One thing that makes bridging finance different from traditional mortgages is that bridging lenders accept all types of properties as security. Whether you have a commercial, residential, semi-commercial or mixed-use property, you can use it as collateral and get funds to fulfil your needs. Mortgage lenders do not accept a property that is uninhabitable, but bridging loan providers are flexible in this term and accept uninhabitable properties and lands as collateral.
- Great Equity Financing Tools
One of the common uses of bridging finance is supporting equity financing. If your business is facing cash flow problems, you can take out a bridging loan to cover payroll, rent, inventory and other expenses until you get sufficient equity funding. This way, you can start operating or continue operating because you get access to the next round of funding.
- They Can Be Rather Sizable
Businesses usually find it difficult to secure a loan from banks. Since banks have strict lending criteria, many businesses fail to meet all their requirements. Especially startups and small businesses have to face such challenges. Furthermore, businesses usually need a larger amount that banks are unwilling to pay. As such, a loan can be resizable. With a bridging loan, you can take out an amount ranging from £50,000 to £15 million. However, if you need a large amount, you may have to put in additional security. You can also use more than one property as collateral to take out a large loan amount.
Other than these necessary aspects bridging debts have some other characteristics that you must consider, such as flexible repayment options. You have an option to repay the interest rate monthly or at the end of loan terms. You can apply online and save time.

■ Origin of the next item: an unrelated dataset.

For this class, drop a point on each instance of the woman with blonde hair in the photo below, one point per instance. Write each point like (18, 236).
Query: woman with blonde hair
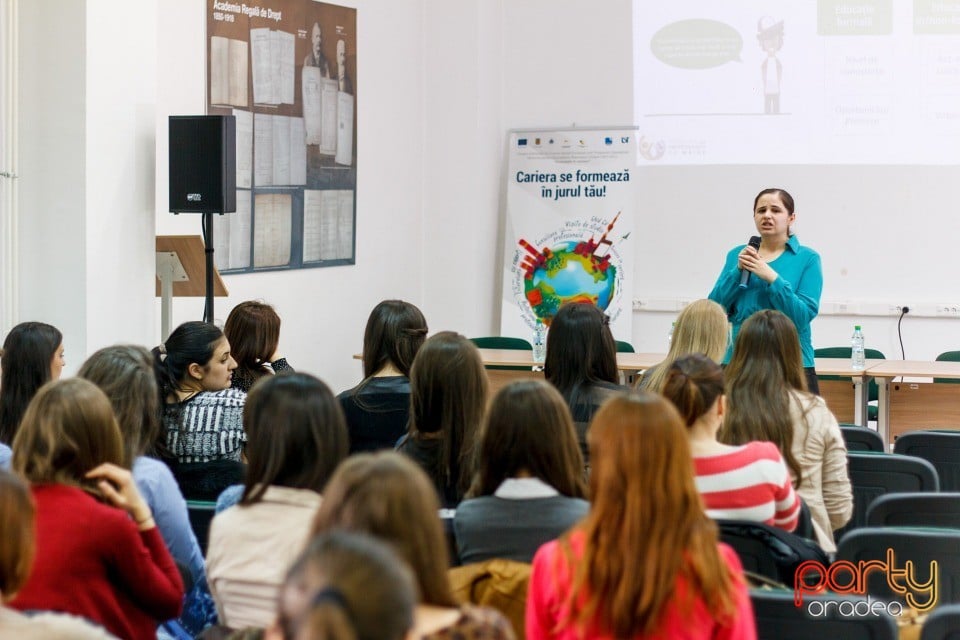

A bridging loan is short-term finance offering a number of benefits for borrowers and investors. As a result, the demand for such loans has increased in recent years. Some p2p lending platforms also started offering bridging finance to attract more customers. It may be an expensive way of borrowing, but it allows you to get quick access to funds as compared to traditional mortgages and standard bank loans. When taking out a bridging debt, you must keep in mind all the fees the lender is charging in addition to the interest rate. It will help you understand whether you can afford to take out such a loan or not. Determine your needs and shop around a lender that follows best lending practices and offers competitive interest rates.